I’m dependent on technology. I use my smartphone as a phone, but also as a camera. I love getting email on my phone. My favorite app is the flashlight, especially if I can’t see a menu at a restaurant. I love that you can sit at a restaurant having an argument about Errol Flynn or some other esoteric subject and you can ask Google to settle the argument.
I love doing crossword puzzles online. I read online constantly and on my Kindle, which I share with my 93-year-old father-in-law. Between me and my husband, we have all latest tech, including a few computers.
Do you get frustrated with friends your age who refuse to use technology?
I wish I could get friends my age to stop being so stubborn. These days, saying “I don’t need a computer” is like being a woman who says, “I don’t need to learn how to drive, or do taxes.” That’s not acceptable anymore, but somehow refusing to use technology is.
Anyone can use technology no matter how old.
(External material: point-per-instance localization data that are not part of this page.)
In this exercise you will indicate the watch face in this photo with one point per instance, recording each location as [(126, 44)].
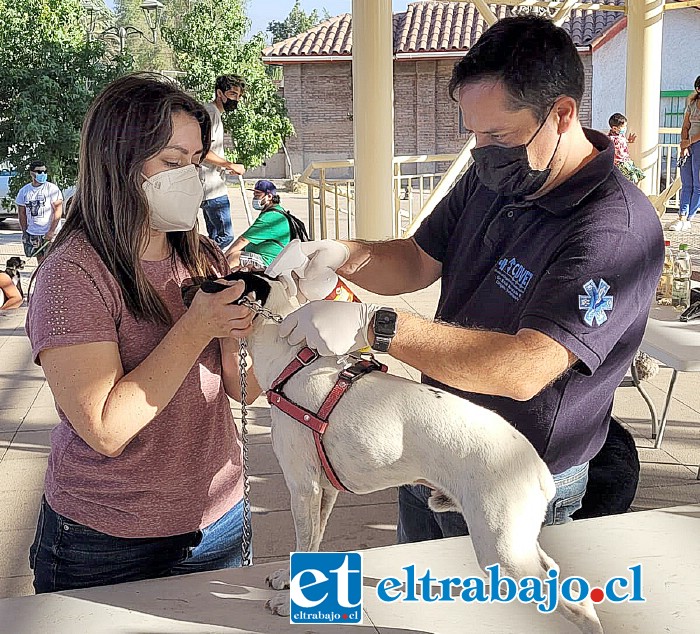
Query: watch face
[(385, 322)]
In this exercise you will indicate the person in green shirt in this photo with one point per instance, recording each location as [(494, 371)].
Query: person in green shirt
[(267, 236)]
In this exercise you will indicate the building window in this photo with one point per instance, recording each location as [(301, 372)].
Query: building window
[(462, 128)]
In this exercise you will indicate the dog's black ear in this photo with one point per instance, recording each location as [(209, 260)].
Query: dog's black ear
[(257, 283)]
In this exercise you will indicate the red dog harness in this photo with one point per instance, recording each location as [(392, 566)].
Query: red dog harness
[(318, 423)]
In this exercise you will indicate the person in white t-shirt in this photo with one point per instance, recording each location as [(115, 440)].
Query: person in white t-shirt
[(216, 206), (39, 207)]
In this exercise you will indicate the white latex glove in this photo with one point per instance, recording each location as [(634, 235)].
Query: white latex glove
[(331, 328), (312, 264)]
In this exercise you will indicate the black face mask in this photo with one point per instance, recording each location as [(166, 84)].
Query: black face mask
[(507, 170), (230, 105)]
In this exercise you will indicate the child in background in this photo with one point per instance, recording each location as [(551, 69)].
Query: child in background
[(618, 135)]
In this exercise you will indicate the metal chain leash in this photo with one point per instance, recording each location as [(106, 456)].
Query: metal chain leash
[(243, 372)]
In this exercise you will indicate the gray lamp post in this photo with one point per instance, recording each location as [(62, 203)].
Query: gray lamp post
[(152, 11)]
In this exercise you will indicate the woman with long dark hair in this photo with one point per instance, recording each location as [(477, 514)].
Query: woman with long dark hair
[(689, 163), (144, 474)]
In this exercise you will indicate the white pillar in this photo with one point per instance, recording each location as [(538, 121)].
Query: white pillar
[(644, 44), (373, 117)]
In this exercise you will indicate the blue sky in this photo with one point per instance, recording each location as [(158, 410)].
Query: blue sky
[(262, 12)]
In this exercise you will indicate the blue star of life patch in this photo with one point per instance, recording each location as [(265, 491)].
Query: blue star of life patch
[(595, 302)]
My father-in-law is totally involved with his computer. He watches old shows, looks up recipes, uses it for email, to do research, for everything.
What I do on my computer changes every day, there’s so much to learn. I love it. I get all my jobs through email, including Hollywood jobs. No one calls anymore. I’m constantly marketing my business on the web. I have a Facebook business page, plus a personal Facebook page. I’m on Twitter, LinkedIn and Pinterest, in addition to YouTube. But I have friends in their 70s who say, “I don’t need it, I don’t want it, I hate it.” I tell them it’s not easy to get used to technology, but you have to do it to keep learning, to be part of the modern world.
What are you working on right now?
Making videos. Writing a memoir at my son’s request – it’s been fun going down memory lane. Designing and knitting clothing for celebrities. Bernadette on “The Big Bang Theory” wears a different sweater designed by me every week.
How can other people your age share their skills on YouTube? How difficult is it?
If you have a skill you want to share – quilting, crafts, cooking, gardening – you can share it. Cooking for instance – that would be easy to video. If you’re doing something interesting that not everyone else is doing, you can find an audience. I just watched a video of a woman doing a tango on her 92nd birthday with her 28-year-old son. There’s a 90-something yoga teacher. There’s a woman who does raw foods who’s close to 80 but looks 60. You will need someone to do the video, but if you have the skills, you can post it yourself. Or ask for help.
What does aging with attitude mean to you?
I think it’s important to think young. Thinking young means staying abreast, not turning off to new things, having fun, laughing, being joyful.
What do you wish you’d known when you were 30 that you know now?
I wish I’d known that it gets better all the time.